‘Mental Health Sham’ in State
The unforeseen and tragic consequences resulting from the de-institutionalization of mentally ill patients during the past decade is due primarily to the commendable but flawed belief that mentally ill people must have both liberty and security.
The mental health professionals are compelled to implement this noble abstraction under the operative jargon of treatment under the least restrictive setting rather than the best treatment possible for each patient. Accordingly, hospital confinement is always regarded as the last resort and California now has an upside-down proportion of its mentally ill in the community, mostly on the streets, rather than in hospitals.
Although ranking 13th in per capita spending for overall mental health, it ranks 49th in the proportion of a state’s mental health budget spent on hospitals.
Faced with the reality that up to half of the homeless are those whose mental illness is so serious that they would formerly have been institutionalized, libertarians still refuse to admit that they were unduly optimistic. Instead, they continue to insist that the policy would work, if only there were adequate funding for local community mental health services and shelters.
The blunt truth is that no amount of money can make treatment in the community a viable alternative to institutionalization for an indeterminate, but large, number of the severely and chronically mentally ill.
State hospitals are unique in design and location, with sufficient open space to afford the freedom and tranquility owed to ill people confined, sometimes for life, by court order. There are also remote and secure so as to assure safety to the public. Renovated motels and apartments or empty spaces in deteriorating shopping centers are not a suitable alternative.
The fundamental dilemma is that freedom for the mentally ill necessarily conflicts with the controlled supervision that many require, more for their own protection than that of others. The impaired judgment characteristic of mental illness, whatever the specific diagnosis, is likely to prevent the affected individuals from realizing that they are ill. As a consequence, they will not voluntarily seek treatment, nor can they be forced to accept it, unless they meet stringent legal standards for dangerousness and/or grave disability.
Accordingly, the Lanterman-Petris-Short Act of 1967, the statute that defines the means for achieving involuntary treatment, must be amended to incorporate a test of informed consent measurable by the patient’s peers and taking into account the entire historical course of the patient’s mental disorder.
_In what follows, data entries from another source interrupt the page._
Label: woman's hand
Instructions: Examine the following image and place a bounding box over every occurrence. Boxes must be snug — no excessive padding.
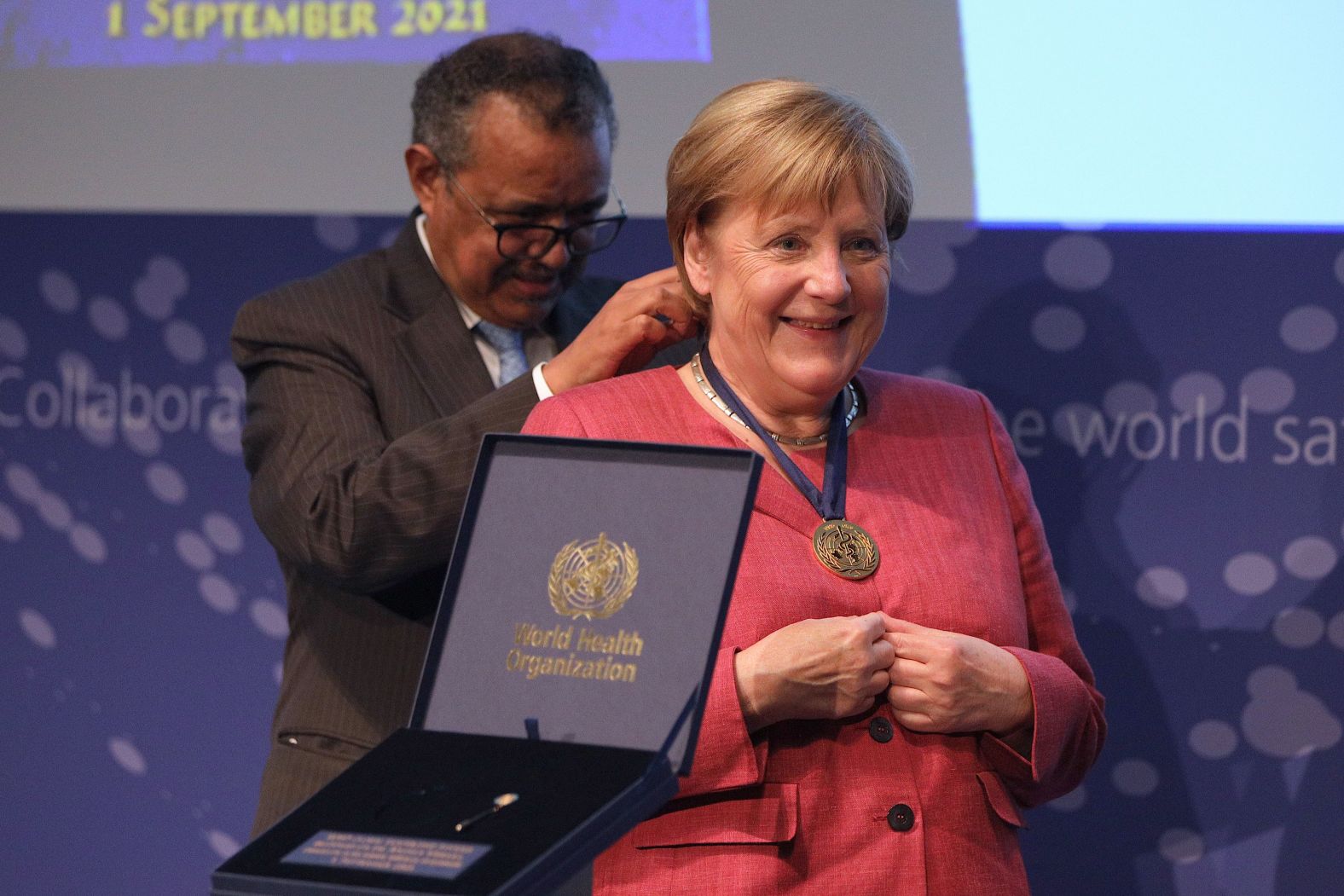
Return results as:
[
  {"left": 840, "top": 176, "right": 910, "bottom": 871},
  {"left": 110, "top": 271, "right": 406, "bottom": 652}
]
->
[
  {"left": 733, "top": 613, "right": 895, "bottom": 732},
  {"left": 886, "top": 616, "right": 1034, "bottom": 755}
]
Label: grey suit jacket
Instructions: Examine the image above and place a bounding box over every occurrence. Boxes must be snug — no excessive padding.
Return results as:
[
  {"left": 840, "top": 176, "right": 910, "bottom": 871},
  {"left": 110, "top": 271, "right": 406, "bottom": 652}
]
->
[{"left": 233, "top": 220, "right": 617, "bottom": 835}]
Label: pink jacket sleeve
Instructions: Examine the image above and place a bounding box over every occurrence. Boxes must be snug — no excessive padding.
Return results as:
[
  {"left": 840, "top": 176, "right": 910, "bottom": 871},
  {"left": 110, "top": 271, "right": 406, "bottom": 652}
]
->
[{"left": 981, "top": 396, "right": 1106, "bottom": 806}]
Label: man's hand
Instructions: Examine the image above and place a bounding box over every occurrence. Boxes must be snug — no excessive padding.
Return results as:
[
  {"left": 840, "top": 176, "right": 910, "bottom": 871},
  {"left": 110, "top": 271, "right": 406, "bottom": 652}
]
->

Furthermore, the burden of proof for the person seeking commitment, e.g., guardian or conservator, must be eased to the civil standard of preponderance of the evidence rather than the present criminal standard of beyond a reasonable doubt.
The revolving-door process that presently circulates mentally ill people from the streets to community treatment facilities, or for those less lucky to the jails, and then back to the streets again must be revamped. It is an utterly inhumane process for the patient always exacerbating his deteriorating condition, is ultra-hazardous to the public and a waste of taxpayers’ money.
Adequate community treatment facilities for people who aren’t troubled enough to require hospitalization are admittedly a vital link in the overall continuum of care required for this illness. More important, however, it is necessary to accept the grim reality that the most seriously ill cannot have both liberty and security. Therefore, we must return to the parens patriae doctrine of vesting solely in state government the solemn responsibility for the ultimate fate of these disenfranchised victims and any delegation to counties, cities or the private sector can only be nominal. The fragmented disparate and shoddy treatment delivered by counties thus far in the de-institutionalization process confirms the wisdom of this doctrine.
The present fixation for treatment in the least restrictive setting rather than the best treatment possible for each patient, coupled with gradual abdication of responsibility by the state government for their disenfranchised ill people in the real “ Mental Health Sham.” The illusory freedom achieved by the present policy comes at too high a cost to the patient’s welfare and at an intolerable risk and expense to the public.